小さな声が聞こえてきて窓の外を見たら、近所のねこちゃんが遊びに来ていた。
私の家はこの辺りに住むねこちゃんたちに人気がない方で、唯一牛柄のおかあさん猫がたまにおねだりに来るぐらいだったのだが、この数日めずらしく新しい黒猫が
やって来るようになった。
お前はこのあいだ生まれた中の一匹だろう?
近所の牛柄の兄妹の間に子供が生まれて、その子供がまた今年子猫を生んだので、このあたりは牛柄もしくは黒色のねこの数がものすごく増えたのだ。この辺で彼らは猫同士の縄張り争い以外には危険なこともないので、一日じゅう好きにして過ごしているのだが、私の家にはダンボが居る。このダンボが「ねこ」の声を聞いたり姿を見た時には猛烈に吠え狂うので、ねこちゃんにとって人気のない家となってしまったのだった。
まぁ、いいけどね。
決して嫌いなわけではないのだが、どうもねこに縁がない。
だがそんな我が家にもかかわらず、一匹だけその黒いのは遊びに来る。
外でニャーと鳴いて、あきらかに私を呼んでいたりするので、やっぱりちょっと可愛い。
しかし。
ダンボはそれが許せないのである。自分よりうんと小さい赤ちゃんなのだから、ちょっとぐらい優しくしてやってもよさそうなのだが、前に一緒に暮らしていたイタチでさえダンボは頭を叩いたりしていじわるをしていたので、相手が子猫であっても「マジ怒り」全開なのでほんとうにしょうがない。

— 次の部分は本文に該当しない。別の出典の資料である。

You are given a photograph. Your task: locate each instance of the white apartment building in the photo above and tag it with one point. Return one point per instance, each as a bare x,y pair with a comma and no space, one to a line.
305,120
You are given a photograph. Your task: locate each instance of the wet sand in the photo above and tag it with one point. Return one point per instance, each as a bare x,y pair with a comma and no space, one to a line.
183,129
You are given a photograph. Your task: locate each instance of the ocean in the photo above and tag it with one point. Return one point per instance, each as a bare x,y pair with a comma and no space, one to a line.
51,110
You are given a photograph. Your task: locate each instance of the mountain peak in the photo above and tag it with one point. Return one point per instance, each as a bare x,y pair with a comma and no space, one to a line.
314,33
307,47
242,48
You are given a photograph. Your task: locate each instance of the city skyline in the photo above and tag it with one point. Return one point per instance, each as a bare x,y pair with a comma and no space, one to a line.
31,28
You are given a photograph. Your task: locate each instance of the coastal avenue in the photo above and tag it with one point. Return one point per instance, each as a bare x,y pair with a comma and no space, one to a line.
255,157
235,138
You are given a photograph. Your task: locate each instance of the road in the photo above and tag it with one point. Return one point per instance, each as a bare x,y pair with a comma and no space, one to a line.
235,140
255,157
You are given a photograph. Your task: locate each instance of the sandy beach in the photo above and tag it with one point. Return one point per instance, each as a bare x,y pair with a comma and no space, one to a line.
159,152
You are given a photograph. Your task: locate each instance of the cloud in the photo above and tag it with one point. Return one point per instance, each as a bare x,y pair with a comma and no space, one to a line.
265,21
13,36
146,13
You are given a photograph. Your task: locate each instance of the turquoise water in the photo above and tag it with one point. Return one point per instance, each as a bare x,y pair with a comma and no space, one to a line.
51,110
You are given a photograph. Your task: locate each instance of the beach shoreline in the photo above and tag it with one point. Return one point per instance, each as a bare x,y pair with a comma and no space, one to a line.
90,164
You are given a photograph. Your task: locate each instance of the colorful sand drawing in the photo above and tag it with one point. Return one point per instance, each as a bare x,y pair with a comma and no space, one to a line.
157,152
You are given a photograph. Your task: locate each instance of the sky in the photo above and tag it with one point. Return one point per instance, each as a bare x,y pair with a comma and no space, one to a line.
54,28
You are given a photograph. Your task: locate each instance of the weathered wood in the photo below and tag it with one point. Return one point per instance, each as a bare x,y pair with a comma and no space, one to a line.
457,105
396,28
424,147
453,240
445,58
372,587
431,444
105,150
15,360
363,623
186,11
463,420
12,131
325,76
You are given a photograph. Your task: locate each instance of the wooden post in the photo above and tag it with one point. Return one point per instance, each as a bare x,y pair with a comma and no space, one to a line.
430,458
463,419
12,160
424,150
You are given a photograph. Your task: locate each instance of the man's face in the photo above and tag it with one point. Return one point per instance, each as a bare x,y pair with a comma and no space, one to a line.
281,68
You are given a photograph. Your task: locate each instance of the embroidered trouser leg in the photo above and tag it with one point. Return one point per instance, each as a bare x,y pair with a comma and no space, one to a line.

黒ねこちゃんも、そのうちまた寄り付かなくなるだろう。
わんことにゃんこが同居する家は我が家にはあり得ない。
私がねこにミルクをあげる時、ダンボに気づかれないようにすごく気を使いながらこそこそと行動をしている。
浮気でもなんでもないんだよ。
本当に何でもないんだよ。
こねこちゃんが「バー」のお姉ちゃんに思えてきた。
うまく説明出来ないが、見つかったらダンボの機嫌が悪くなるので、こねこちゃんとの関係は少しだけ秘密の関係なのである。